If you do offend someone with a question you ask, it’s important to be just as genuine with your apology, Riccardi says.

“You can say something like, ‘I’m sorry. That wasn’t my intention.’ Sometimes I ask, ‘Could you tell me what I said that was offensive?’ And if they’re willing to tell me, I say, ‘Thanks for teaching me. I’m really glad I’ve learned something new. I’ll be more mindful next time.’ Humility goes a long way.”

“Empathic listening is listening for the emotion, listening for the person behind the conversation, and putting all judgement aside.”

—Pellegrino Riccardi

It’s also important, he says, not to beat yourself up if you upset someone by asking an insensitive question.

“That’s how you learn, and that’s how you build resilience as well,” he says. “By getting things wrong, feeling the discomfort, explaining yourself, and negotiating an interaction with another person.”

Price adds that another strategy for dealing with offense caused by a poorly worded question is to immediately reframe the conversation—defuse the awkwardness by attempting to connect with the person as an individual.

“Redirect the conversation so you’re asking questions that you’d ask of anybody, rather than immediately asking questions about their cultural background,” she says.

When Traveling Abroad

Much of the conversation around cultural awareness and communication involves speaking with people from other cultures and backgrounds whom you encounter in your everyday life. Similarly, when you travel somewhere—or are in a situation where you’re the outsider—make a point of communicating as an “outsider” and notice how people communicate with you.

In those situations, Riccardi says, it’s important to enter conversations with a sense of humility and an arsenal of questions that can quickly create connection.

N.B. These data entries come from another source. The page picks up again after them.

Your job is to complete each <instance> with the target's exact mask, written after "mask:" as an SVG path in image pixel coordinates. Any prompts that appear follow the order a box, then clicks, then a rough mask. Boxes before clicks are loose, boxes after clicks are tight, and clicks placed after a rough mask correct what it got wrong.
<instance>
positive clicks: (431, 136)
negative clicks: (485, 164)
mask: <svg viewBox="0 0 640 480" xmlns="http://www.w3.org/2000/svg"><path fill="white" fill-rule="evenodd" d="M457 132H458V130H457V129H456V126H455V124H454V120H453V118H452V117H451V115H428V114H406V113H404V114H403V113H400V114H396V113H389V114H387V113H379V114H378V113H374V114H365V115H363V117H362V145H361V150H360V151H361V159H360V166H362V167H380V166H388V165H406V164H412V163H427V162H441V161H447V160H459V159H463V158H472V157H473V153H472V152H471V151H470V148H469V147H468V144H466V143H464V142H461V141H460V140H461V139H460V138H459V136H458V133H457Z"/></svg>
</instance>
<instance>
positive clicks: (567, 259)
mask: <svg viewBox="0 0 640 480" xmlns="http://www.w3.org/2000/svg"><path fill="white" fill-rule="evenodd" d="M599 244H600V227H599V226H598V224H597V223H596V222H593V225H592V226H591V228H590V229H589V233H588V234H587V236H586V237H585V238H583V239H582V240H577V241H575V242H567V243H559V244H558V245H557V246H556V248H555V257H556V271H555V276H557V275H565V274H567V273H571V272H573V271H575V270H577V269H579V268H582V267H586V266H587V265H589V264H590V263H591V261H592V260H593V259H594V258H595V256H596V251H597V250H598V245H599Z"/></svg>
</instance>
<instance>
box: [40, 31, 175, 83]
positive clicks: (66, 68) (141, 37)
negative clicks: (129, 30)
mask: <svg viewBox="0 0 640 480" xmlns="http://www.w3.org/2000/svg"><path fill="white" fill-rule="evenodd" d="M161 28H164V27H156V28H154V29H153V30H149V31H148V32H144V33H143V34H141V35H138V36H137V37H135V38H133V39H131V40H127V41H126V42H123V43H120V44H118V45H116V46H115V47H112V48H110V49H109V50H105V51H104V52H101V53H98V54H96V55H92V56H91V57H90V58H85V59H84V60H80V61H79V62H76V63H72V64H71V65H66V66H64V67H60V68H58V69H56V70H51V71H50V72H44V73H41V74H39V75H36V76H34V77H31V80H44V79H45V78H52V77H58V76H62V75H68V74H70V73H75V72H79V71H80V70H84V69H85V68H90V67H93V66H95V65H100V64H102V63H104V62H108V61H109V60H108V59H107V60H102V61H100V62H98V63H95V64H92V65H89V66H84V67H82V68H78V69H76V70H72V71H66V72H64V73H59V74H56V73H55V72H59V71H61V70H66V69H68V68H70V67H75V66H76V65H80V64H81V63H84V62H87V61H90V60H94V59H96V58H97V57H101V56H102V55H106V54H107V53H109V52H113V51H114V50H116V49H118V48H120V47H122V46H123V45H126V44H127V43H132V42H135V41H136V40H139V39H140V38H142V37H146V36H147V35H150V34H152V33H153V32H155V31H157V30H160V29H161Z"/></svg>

A man holding a notebook laughing with a man holding a laptop

“I often ask things like, ‘What’s your most important holiday of the year?’ or ‘What’s the biggest day for families?’” he says. “Then I just let them talk. You don’t even need to ask another question. You just listen and pick up on things they’re saying: ‘Oh, tell me more about that.’ ‘Oh, that sounds fascinating.’ They may ask you a similar question, and now we’ve got a conversation.”

And if you don’t speak the language? Try talking about soccer, he advises.

“Soccer, or football, is one of the big icebreakers around the world,” he says.

Take the Plunge

You always have another option when it comes to engaging with people from other cultures, Price and Riccardi say: Don’t say anything. But if you’re not reaching out, you’re probably missing out.

“Don’t be afraid to ask people things,” Riccardi says. “The worst thing is that you might offend them, which you probably won’t if you ask with genuine curiosity.”

But if you just stay quiet and don’t ask any questions?

“You’re missing two things: You’re not learning and you risk not connecting,” he says. “The easy way out is not to ask, but your life would not be richer, and you could potentially miss out on a connection. We are human beings, after all—we are social animals. We thrive on connections.”